Stocks de sécurité: le diagnostic alarmant de la Cour des comptes

DR

La Cour des comptes vient de rendre public son rapport relatif à une mission menée sur «les stocks de sécurité au Maroc» et les conclusions de ce travail sont plutôt inquiétantes. Compte rendu.

Le 10/01/2017 à 13h16

L’enquête de la Cour des comptes a porté sur des produits à intérêt économique ou social majeur pour le pays. Il s’agit notamment des produits pétroliers, du blé tendre, du sucre, des médicaments et des produits sanguins.

D’une manière générale, l'une des conclusions interpelle tout particulièrement. En effet, les limiers de la Cour des comptes soulignent que, faute de cadre légal évolutif et comportant des définitions précises, la notion de stock est mal appréhendée.

C’est ainsi qu’ils relèvent que le "stock de sécurité est confondu avec les stocks outils des opérateurs, destinés à répondre à leurs propres besoins commerciaux et non au souci national de sécurité de l’approvisionnement dans les circonstances normales et exceptionnelles".

Produits pétroliers: des stocks de dix jours au lieu de soixante!

Par segment, des lacunes assez alarmantes ont été soulignées concernant les produits pétroliers. D’abord, l’obligation réglementaire de détenir trentejours de ventes de pétrole brut par le raffineur "n’est respectée qu’à moitié avec des stocks ne couvrant que 15,7 jours de ventes à juillet 2015".

Le rapport supervisé par Driss Jettou ne manque pas de souligner que "depuis cette date, le raffineur local est en arrêt d’activité. Ce qui porte un risque supplémentaire sur la sécurité de l’approvisionnement du marché en produits pétroliers".

Et d’ajouter: "En effet, depuis l’été 2015, le marché national est approvisionné entièrement par l’importation de produits raffinés, ce qui accroît son exposition aux aléas du marché international et fait que les capacités de stockage se trouvent diminuées de celles disponibles, jusqu’à cette date, chez le raffineur local".

Pour leur part, les stocks de sécurité des produits pétroliers devant être détenus par les distributeurs, sont censés représenter soixantejours de consommation. Sauf que ce niveau n’est jamais atteint. Selon la Cour des comptes, "les écarts sont plus significatifs pour certains produits de grande consommation comme le gasoil et le butane".

Pour le gasoil, les stocks disponibles à fin 2015 ne permettaient de couvrir, en moyenne, que 24,1 jours de consommation. Et pour le butane, pour la même année, ces stocks ne couvraient que 27,5 jours de consommation.

Concernant au supercarburant, les stocks disponibles ne couvraient que 34,8 jours de consommation. Les stocks de fuel chez les distributeurs présentent la situation la plus critique avec des niveaux ne dépassant pas cinq jours de couverture en 2015.

Remarque importante: il arrive que les stocks atteignent des niveaux critiques ne dépassant pas dix jours de consommation pour certains mois.

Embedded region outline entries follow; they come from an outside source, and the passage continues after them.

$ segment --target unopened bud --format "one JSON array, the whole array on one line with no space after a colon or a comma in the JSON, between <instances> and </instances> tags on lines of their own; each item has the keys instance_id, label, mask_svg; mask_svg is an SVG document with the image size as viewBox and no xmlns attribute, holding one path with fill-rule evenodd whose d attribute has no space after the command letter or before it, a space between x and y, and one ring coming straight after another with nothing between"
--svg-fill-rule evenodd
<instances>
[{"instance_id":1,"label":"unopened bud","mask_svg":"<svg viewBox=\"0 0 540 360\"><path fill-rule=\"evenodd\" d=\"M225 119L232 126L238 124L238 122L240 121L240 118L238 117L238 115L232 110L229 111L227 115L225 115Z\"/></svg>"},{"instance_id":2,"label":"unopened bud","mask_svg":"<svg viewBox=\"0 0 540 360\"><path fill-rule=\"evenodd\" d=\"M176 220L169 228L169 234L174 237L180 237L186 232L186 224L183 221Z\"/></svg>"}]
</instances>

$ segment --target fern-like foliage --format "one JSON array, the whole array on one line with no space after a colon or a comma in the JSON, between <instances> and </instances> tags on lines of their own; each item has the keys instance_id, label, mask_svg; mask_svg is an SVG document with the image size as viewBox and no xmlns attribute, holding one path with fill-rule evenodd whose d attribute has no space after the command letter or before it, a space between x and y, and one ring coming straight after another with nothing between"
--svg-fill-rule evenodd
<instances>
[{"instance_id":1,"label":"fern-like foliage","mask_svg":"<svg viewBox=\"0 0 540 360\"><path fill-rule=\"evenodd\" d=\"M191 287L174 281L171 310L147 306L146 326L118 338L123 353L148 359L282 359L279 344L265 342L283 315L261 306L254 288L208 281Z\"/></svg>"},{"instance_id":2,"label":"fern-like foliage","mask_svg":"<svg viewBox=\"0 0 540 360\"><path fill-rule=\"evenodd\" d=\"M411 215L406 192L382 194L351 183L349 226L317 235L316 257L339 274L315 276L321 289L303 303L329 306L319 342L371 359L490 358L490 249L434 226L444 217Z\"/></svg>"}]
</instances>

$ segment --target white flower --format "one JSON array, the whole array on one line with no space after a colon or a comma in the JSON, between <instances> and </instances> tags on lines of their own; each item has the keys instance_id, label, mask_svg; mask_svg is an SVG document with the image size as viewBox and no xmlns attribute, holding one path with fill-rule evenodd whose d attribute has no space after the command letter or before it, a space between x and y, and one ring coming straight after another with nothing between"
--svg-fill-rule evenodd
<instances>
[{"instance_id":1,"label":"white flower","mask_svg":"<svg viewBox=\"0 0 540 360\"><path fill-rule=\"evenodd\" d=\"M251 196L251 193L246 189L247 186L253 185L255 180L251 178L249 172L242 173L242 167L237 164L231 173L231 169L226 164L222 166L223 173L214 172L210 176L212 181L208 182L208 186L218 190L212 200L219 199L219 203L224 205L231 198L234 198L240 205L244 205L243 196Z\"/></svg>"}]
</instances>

Produits alimentaires: suivi des stocks quasi-impossible

En effet, le blé tendre et le stockage des céréales se caractérisent par le nombre élevé d’opérateurs. Le rapport rappelle qu’il existent 280 organismes stockeurs, 30 importateurs et 164 minoteries industrielles.

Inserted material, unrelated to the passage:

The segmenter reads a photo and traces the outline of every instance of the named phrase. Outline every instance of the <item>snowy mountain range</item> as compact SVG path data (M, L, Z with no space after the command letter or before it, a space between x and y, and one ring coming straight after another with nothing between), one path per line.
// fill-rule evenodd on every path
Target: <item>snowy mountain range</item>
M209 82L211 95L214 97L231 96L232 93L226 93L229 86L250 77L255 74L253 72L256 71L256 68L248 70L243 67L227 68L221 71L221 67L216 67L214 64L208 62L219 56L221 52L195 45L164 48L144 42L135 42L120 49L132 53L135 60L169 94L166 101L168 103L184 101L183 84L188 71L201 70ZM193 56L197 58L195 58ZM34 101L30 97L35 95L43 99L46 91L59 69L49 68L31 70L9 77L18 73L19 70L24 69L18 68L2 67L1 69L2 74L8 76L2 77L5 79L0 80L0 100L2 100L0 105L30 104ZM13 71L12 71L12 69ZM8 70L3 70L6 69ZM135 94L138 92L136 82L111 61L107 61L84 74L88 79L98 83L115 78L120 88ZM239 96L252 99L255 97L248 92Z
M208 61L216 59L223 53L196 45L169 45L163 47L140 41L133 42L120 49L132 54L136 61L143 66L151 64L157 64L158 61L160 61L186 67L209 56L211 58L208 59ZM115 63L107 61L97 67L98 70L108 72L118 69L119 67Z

Ces derniers allient les modes de stockage traditionnel et moderne. Résultat: "Cette situation rend le suivi et le contrôle des stocks chez ces opérateurs plus difficiles et moins précis".

Concernant le sucre, et malgré la reconfiguration de la filière, il est à noter que "la situation des stocks de sécurité en sucre montre que les disponibilités chez l’opérateur dépassent en général l’obligation de stockage".

Produits de santé: un réglementation défaillante

En ce qui concerne les médicaments, le rapport précise que "la réglementation ne tient pas compte des spécificités des produits pharmaceutiques qui se comptent par milliers. Elle prévoit, en fait, une disposition générale et unique pour tous les produits sans tenir compte de leur criticité et intérêt thérapeutique, de la facilité ou la difficulté de s’en approvisionner, de la situation du marché: produit en monopole, existence de substituts ou d’alternatives thérapeutiques... ".

En conclusion, "ce système rend le suivi des stocks de médicaments difficile et moins efficace et ne permet pas de se focaliser sur les produits les plus critiques". Résultat: peu d’opérateurs se conforment à l’obligation de déclaration prévue à cet effet.

Dans cette même catégorie, on retrouve les produits sanguins, le document de la Cour des comptes indique que "l’insuffisance des stocks de produits sanguins est attribuable à plusieurs facteurs. Il s’agit de la culture du don qui n’est pas encore assez développée, de l’insuffisance des infrastructures d’accueil et de traitement, de problèmes organisationnels et de ressources humaines insuffisantes".